The Government also considered and rejected an array of other policies before announcing the latest green vehicle initiative. For example, a more generous subsidy for EVs could have been on offer, with the consideration of an extra $2000 being possible to reduce the costs – see Jason Walls’ article, Cabinet paper reveals the Government scrapped plans for a direct $2000 subsidy for EV buyers. The Government also decided against taking GST off electric vehicles.

Reporting on a Cabinet paper on the issues, Walls says the Government “is also exploring the possibility of a second-hand EV leasing scheme aimed at reducing transport costs for low-income households and supporting EV uptake”.

But why didn’t the Government decide to put some of their own money into subsidising EVs? In another article by Henry Cooke, the Associate Minister of Transport, Julie Anne Genter explains: “We just decided it wasn’t tenable to take away $100m from schools or hospitals or hip operations to subsidise new cars that wouldn’t work for a large amount of New Zealanders” – see: Government considered $2000 subsidy and age limit on imported vehicles instead of feebate.

According to this article, the Government also rejected a “variable annual licensing fee”, which would make registration more expensive for high-emissions cars.

Will New Zealanders really care about this EV subsidy?
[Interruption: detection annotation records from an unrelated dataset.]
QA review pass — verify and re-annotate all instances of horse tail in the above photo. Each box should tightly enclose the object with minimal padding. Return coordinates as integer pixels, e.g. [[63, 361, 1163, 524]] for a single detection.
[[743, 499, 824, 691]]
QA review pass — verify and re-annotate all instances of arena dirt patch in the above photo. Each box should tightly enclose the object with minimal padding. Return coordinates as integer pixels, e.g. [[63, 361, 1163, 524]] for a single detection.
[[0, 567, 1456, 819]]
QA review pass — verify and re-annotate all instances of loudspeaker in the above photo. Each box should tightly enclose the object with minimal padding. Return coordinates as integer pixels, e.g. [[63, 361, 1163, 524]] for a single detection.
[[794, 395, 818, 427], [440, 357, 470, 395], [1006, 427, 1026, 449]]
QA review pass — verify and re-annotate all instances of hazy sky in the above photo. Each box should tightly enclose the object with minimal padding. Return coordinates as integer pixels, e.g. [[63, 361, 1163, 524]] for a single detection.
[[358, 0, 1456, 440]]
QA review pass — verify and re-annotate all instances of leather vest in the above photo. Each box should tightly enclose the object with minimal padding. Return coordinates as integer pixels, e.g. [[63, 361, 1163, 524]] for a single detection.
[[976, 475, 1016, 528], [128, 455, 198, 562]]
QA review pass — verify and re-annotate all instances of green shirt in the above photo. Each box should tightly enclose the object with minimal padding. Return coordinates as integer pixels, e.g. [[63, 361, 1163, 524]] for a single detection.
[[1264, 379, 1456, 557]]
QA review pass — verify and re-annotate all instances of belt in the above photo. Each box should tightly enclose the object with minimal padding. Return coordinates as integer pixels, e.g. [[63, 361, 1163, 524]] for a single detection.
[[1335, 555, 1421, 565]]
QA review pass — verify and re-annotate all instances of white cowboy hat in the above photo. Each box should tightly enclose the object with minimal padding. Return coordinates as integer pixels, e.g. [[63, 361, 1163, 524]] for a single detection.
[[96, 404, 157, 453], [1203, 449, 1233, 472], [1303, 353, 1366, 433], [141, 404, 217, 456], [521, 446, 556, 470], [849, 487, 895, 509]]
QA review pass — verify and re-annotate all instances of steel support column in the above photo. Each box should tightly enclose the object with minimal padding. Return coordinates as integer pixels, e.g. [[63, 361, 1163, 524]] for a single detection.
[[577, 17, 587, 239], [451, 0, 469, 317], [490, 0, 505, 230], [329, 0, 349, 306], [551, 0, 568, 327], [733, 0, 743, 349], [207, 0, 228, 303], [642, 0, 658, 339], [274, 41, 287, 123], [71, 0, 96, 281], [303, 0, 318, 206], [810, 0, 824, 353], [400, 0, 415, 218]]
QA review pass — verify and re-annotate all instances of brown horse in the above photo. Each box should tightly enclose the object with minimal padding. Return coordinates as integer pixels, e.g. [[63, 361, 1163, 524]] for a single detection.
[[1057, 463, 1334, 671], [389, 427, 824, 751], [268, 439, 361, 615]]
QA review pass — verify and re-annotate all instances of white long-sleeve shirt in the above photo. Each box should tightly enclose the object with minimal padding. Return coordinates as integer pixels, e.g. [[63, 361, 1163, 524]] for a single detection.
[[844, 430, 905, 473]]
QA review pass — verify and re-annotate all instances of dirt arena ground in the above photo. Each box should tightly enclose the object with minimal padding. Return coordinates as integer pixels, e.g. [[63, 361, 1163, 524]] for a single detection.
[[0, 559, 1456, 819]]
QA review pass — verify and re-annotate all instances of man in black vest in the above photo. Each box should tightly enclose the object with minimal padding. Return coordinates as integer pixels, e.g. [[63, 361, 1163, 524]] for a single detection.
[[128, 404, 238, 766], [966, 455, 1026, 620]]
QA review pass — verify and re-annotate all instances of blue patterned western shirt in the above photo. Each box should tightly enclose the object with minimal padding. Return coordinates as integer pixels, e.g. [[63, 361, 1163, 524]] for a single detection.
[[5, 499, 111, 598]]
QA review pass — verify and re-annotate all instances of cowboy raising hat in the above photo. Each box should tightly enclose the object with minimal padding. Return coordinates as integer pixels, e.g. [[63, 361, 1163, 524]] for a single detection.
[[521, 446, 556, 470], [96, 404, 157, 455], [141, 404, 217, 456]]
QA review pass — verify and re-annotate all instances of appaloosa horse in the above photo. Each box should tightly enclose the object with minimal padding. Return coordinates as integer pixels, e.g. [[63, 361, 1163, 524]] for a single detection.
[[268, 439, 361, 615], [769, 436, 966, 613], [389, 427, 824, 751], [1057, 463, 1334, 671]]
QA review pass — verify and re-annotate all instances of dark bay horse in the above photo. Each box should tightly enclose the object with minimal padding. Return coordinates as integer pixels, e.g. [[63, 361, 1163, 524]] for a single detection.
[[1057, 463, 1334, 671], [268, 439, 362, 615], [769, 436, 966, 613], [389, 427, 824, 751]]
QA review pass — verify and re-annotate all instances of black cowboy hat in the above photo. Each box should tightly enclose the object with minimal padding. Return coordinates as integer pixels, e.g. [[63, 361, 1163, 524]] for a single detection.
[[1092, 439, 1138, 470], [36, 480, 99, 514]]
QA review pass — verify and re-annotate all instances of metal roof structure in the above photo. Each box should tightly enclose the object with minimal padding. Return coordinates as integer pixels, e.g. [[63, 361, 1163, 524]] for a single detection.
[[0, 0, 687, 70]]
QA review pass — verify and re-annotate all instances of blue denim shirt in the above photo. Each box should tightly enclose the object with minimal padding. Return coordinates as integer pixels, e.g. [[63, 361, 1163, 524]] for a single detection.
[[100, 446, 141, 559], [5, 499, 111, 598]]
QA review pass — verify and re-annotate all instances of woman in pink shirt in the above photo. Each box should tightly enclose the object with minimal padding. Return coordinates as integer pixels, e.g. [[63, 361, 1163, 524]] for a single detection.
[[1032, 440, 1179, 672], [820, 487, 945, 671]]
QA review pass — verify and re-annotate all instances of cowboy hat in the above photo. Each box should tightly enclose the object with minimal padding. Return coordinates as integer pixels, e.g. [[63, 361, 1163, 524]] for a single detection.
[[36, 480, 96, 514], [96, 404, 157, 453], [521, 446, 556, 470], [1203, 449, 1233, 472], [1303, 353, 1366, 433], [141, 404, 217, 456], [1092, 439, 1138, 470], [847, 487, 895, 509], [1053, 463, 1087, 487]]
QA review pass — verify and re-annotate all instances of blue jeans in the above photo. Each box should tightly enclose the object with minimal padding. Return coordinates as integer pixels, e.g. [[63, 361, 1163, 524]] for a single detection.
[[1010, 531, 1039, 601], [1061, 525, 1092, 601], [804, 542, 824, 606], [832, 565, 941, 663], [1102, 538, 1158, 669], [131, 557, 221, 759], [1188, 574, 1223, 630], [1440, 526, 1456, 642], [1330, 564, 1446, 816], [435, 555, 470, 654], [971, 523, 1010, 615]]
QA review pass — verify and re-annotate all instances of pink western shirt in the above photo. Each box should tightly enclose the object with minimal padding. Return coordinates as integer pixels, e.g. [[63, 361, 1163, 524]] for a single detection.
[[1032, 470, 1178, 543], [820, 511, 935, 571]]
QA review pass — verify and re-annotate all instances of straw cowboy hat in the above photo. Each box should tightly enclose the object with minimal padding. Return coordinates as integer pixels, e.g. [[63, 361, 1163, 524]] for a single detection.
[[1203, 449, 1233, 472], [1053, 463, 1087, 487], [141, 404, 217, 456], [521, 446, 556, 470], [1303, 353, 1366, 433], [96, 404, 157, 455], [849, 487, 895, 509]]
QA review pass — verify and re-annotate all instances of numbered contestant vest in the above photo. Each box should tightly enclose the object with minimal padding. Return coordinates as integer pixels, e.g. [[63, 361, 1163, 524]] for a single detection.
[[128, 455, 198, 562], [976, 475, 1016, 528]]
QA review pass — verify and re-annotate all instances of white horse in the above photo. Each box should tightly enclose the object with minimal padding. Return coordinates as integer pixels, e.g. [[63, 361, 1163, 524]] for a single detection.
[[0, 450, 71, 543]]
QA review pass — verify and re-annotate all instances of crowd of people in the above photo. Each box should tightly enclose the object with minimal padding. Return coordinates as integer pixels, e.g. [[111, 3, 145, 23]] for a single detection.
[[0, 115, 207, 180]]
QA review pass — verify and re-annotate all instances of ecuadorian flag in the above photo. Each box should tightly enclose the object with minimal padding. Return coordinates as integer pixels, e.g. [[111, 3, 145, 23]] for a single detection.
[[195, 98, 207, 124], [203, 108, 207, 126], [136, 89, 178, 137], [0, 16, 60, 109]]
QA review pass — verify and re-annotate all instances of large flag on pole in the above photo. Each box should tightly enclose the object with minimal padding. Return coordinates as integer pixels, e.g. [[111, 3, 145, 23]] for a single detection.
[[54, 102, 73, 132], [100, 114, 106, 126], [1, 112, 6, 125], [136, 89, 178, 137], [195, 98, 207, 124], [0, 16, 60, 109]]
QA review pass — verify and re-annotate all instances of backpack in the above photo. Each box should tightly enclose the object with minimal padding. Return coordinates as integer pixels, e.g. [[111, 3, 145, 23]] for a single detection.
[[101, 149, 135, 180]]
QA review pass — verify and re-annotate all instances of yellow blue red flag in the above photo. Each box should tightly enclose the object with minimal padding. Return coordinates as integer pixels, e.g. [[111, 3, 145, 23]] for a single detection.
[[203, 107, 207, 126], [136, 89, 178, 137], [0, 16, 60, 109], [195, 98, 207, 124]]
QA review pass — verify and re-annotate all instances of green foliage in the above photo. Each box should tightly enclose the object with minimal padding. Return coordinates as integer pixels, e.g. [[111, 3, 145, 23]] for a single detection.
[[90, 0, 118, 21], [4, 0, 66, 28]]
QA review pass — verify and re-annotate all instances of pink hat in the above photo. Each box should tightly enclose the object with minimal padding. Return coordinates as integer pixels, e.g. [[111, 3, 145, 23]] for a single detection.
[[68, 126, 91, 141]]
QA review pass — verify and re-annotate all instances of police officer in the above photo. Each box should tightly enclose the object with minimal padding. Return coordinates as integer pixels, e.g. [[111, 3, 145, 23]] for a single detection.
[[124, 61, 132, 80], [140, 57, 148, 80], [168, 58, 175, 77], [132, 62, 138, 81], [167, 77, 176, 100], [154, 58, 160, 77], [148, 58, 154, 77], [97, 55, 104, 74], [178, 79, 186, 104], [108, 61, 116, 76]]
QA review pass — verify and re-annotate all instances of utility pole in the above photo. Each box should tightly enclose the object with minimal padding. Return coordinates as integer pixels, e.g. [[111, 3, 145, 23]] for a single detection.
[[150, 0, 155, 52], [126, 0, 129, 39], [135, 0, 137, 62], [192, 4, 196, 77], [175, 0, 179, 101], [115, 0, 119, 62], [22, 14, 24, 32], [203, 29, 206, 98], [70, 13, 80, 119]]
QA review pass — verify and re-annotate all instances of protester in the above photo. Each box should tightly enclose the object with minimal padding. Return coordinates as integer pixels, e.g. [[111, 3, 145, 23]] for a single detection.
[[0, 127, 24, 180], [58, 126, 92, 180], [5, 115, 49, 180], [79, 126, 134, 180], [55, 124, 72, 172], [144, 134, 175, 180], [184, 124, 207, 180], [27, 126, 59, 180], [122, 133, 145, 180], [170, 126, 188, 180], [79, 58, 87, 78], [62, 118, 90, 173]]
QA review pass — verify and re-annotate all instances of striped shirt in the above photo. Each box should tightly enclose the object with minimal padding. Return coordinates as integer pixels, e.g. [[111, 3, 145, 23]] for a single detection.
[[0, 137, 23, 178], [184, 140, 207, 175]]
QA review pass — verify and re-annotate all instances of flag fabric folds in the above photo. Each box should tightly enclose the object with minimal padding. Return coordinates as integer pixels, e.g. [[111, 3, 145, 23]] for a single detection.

Talkback host Ryan Bridge suggests otherwise, arguing that “Kiwis don’t care about climate change. They say they do, but then they go buy a new SUV and have another child. They have choices already and they’ve voted big, loud, and gassy” – see: Climate change tax proposed for driving utes, SUVs.

He’s rather cynical about the policy, saying “Farmer Bob from central Otago with his Ford Ranger will be hit with a $3000 tax, while latte-sipping, lentil-eating Fabio from Ponsonby with his VW Golf Electric will get an $8000 discount.” And today’s Listener editorial on the topic adds to this, saying “there is in this policy a whiff of pandering to urban liberals at the expense of workers in the provinces.”

Finally, Judith Collins took to Twitter this week to ask: “Given that EV cars have a wee electric motor, why do the manufacturers charge so much for them?” And to explain that, see David Linklater’s article, Silly car question #53: if EVs have ‘wee’ electric motors, why are they so expensive?